Sushi Virgins

By Crystal Gutierrez and Guadalupe Ortega, Fremont High School

As we walked into our journalism class Mr. Hwang was taking out sushi and some other weird-looking food from grocery bags and neatly setting them up on a desk. When he finished he stood in front of class and asked for everyone to please sit down. To our surprise Arturo, a classmate, was handing out chopsticks to the class.
We immediately knew we were going to have a sushi feast but most of us had no clue what so ever how to use chop sticks or what we were about to taste.

“Don’t worry I’m about to teach you guys how to properly use them,” Mr. Hwang said. Everyone felt relived and started unwrapping their sticks. I however broke my sticks–known to be bad luck– and my friend Chelsea, stabbed her food with her chopsticks—a gesture believed to invite ghosts.

The correct way to use your chopsticks is to wedge one in between your thumb and index finger and then place the other about an inch parallel to the other chopstick.

What I expected was nothing to what I tasted. I expected this weird raw tasting fish with gooey substances, but as I bit into the sushi I was surprised by its wonderful taste. I was eating dry seaweed with sticky white rice and other healthy veggies. Chelsea didn’t like it she said it tasted like, “salty, yet sugary fish”, but what I tasted was yummy non-fish tasting spongy sweet rice. Our sushi, unlike most, had no raw fish in it.
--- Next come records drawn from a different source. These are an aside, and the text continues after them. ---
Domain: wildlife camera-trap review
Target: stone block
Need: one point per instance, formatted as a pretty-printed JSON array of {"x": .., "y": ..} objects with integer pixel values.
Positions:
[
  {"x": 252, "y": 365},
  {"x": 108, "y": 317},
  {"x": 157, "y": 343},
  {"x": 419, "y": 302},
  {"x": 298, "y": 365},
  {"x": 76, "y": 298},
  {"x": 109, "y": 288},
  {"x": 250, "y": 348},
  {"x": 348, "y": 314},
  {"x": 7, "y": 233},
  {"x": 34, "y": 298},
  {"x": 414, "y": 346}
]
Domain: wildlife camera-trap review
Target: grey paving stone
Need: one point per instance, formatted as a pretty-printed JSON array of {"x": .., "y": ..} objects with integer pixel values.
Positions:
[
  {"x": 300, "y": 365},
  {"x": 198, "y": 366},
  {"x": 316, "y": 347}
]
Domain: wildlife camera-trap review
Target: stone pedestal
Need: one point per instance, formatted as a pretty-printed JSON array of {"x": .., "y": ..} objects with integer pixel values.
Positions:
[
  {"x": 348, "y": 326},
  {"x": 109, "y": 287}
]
To top off our meal we had Mochi, a spongy rice cake filled with sweet red beans in the center. It was very sweet but I didn’t really like it. The Mochi tasted very different to other desserts that I’m used to such as chocolate cake or ice cream but everybody in the class seemed to like it.

Trying something new to eat helped me discover a new culture. Eating sushi was like going to Japan for my first time.